Tim sah noch einen Augenblick dem Schauspiel zu, welches sich ihm bot. Er mochte diese Atmosphäre schon immer. Die Alten hatten sich ihre Mäuler über ihn zerrissen. »Irgendwann verschluckt die Dunkelheit den Jungen, wenn er zu lange draußen sitzen bleibt!« Doch das Geplapper der Greise störte Tim nicht sonderlich. Er fragte sich oft, was sich hinter der Dunkelheit verbarg. Die Alten hatten Angst vor Monstern und Gespenstern, doch das war für Tim nichts weiter als Aberglaube. Keiner in seiner kleinen Gemeinschaft oder auch in den benachbarten Dörfern hatte jemals Geister gesehen. Natürlich wusste er von der Inquisition in Alberdon. Diese gab es wirklich und ihre Aufgabe war es, alles Übernatürliche zu jagen und die Menschen davor zu beschützen. In der nächstgrößeren Siedlung namens Fransen gab es sogar eine kleine Abteilung dieser Institution. Ihre Arbeit musste unglaublich langweilig sein, denn seines Wissens hatten sie genau genommen nichts zu tun.
Tim war jetzt in der Mitte seiner Zwanziger. Auch wenn er noch keine Partnerin gefunden hatte, was er der Größe seiner Siedlung ankreidete, war er im Grunde glücklich. Er hatte eine sichere Arbeitsstelle beim ansässigen Schmied gefunden, die er bereits im Kindesalter innehatte. In seiner Tätigkeit ging er dem alten Bernhardt bei allem zur Hand. Tims Können reichte nach Bernhardts Aussage zwar nicht aus, um selbst irgendwann einmal Schmied zu werden, aber das wollte er auch gar nicht. Und Bernhardt war ein Zwerg. Seine Ansprüche waren exorbitant hoch.
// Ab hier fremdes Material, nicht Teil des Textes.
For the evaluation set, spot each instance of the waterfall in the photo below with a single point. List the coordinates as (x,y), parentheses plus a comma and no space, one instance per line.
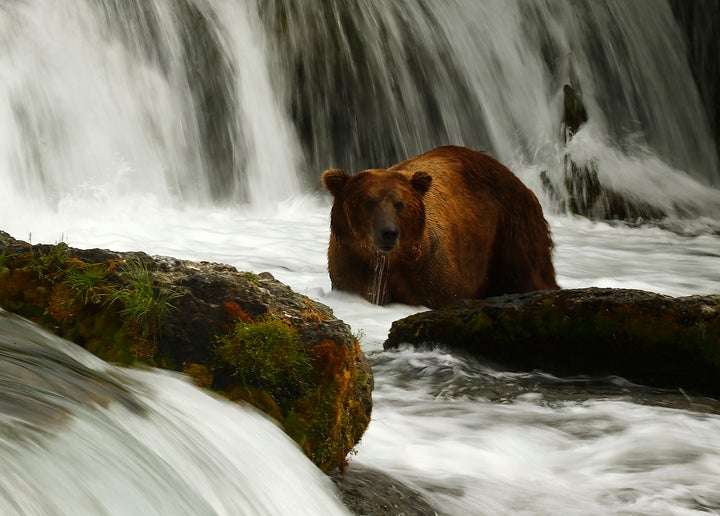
(167,99)
(224,102)
(377,82)
(78,436)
Was wollte er schon? Den Lohn erhielt Tim immer rechtzeitig, er hatte eine Unterkunft und bekam Verpflegung. Seine Eltern waren beide Landarbeiter gewesen und durch die harte Arbeit schon früh verstorben. Weitere Verwandte waren ihm nicht bekannt.
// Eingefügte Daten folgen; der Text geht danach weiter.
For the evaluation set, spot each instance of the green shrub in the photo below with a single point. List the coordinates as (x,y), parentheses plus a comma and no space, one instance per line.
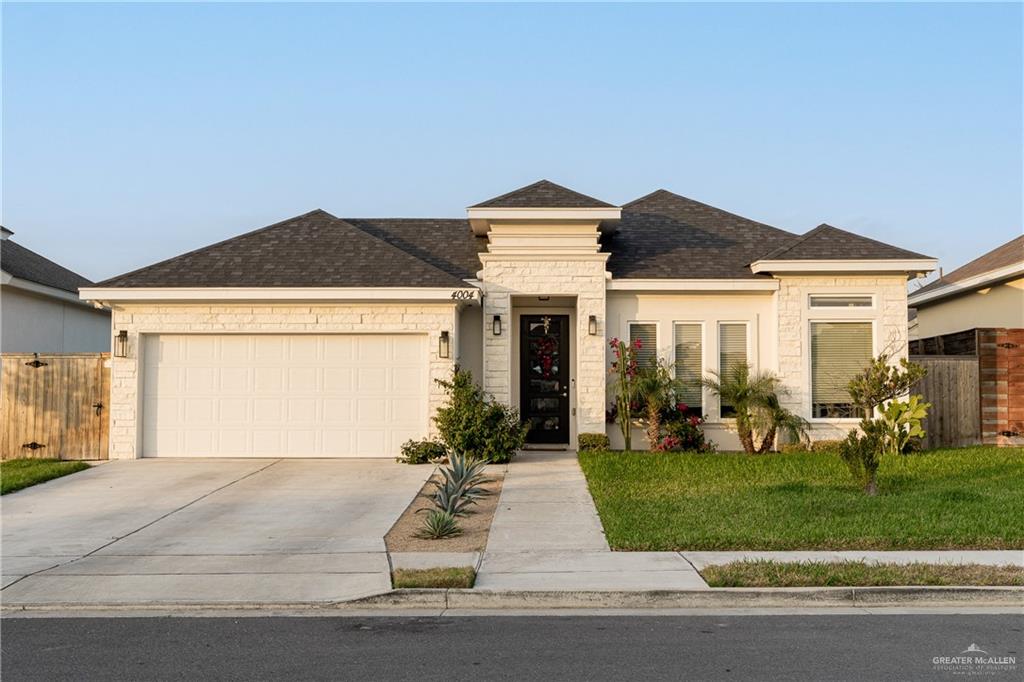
(476,426)
(592,442)
(422,452)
»Junge! Du musst noch die Zangen aus dem Ofen nehmen. Ansonsten sind sie bis morgen geschmolzen!« Mit seinen Worten riss Bernhardt Tim aus seinem Tagtraum.
Dieser wandte sich verlegen um. Meister Bernhardt war alt. Selbst für einen Zwerg. Tim wusste nicht, wie alt Zwerge durchschnittlich wurden. Zumindest älter als jeder Mensch. Aber Bernhardt schien diese Altersdifferenz noch einmal um einige Jahre auseinanderzutreiben. Auf seinem schrumpeligen Kopf hatte er nur noch ein paar dünne graue Haarsträhnen. Sein Bart war stumpf geworden und verfilzte dadurch immer wieder. Er hatte seine Frau schon um Jahrzehnte überlebt. Das Knochenfieber hatte sie dahingerafft, schon vor Tims Geburt. Kinder hatte er nicht, oder er sprach nie über sie. Auch wenn sein Äußeres das eines grimmigen Alten war, behandelte Bernhardt ihn immer mit Respekt. Seine Meinung, dass Tim nicht das Zeug zu einem echten Schmied hatte und er ihn trotzdem weiterbeschäftigte, war genau genommen ein Kompliment. Die Zwerge waren recht eitel, wenn es um ihr Handwerk ging, das wusste Tim. Und das Bernhardt überhaupt einen Menschen als Gehilfen aufgenommen hatte, glich schon einem Wunder. Aber in dieser Gegend war sein Volk nur spärlich vertreten. Er hatte Tim nie davon erzählt, was ihn hierher verschlagen hatte.
»Ich hab’s nicht vergessen. Keine Sorge«, erwiderte Tim und schlenderte gemächlich in Richtung der Schmiede.
Das Dorf, in dem sie lebten, hatte geschätzt nicht mehr als zwanzig Behausungen. Von der Witterung und dem Wind waren die Wände der meisten Häuser schief. Niemand hatte hier das Geld, um neu zu bauen oder zu sanieren. In einem Haushalt lebte meistens die ganze Familie. Oft drei Generationen oder mehr. Geheizt wurde im Winter mit Nadelholz. Laubbäume gab es in diesem Landstrich kaum. Und wenn doch, dann wurden sie gehütet wie ein Schatz. Die Menschen waren abergläubisch. Moderne Aufklärung, wie sie in Alberdon und Umgebung Einzug gehalten hatte, gab es nicht.
Tim konnte noch nie viel mit den Schauergeschichten der Alten anfangen. Und so ignorierte er sie größtenteils, was ihm regelmäßig mahnende Blicke einbrachte.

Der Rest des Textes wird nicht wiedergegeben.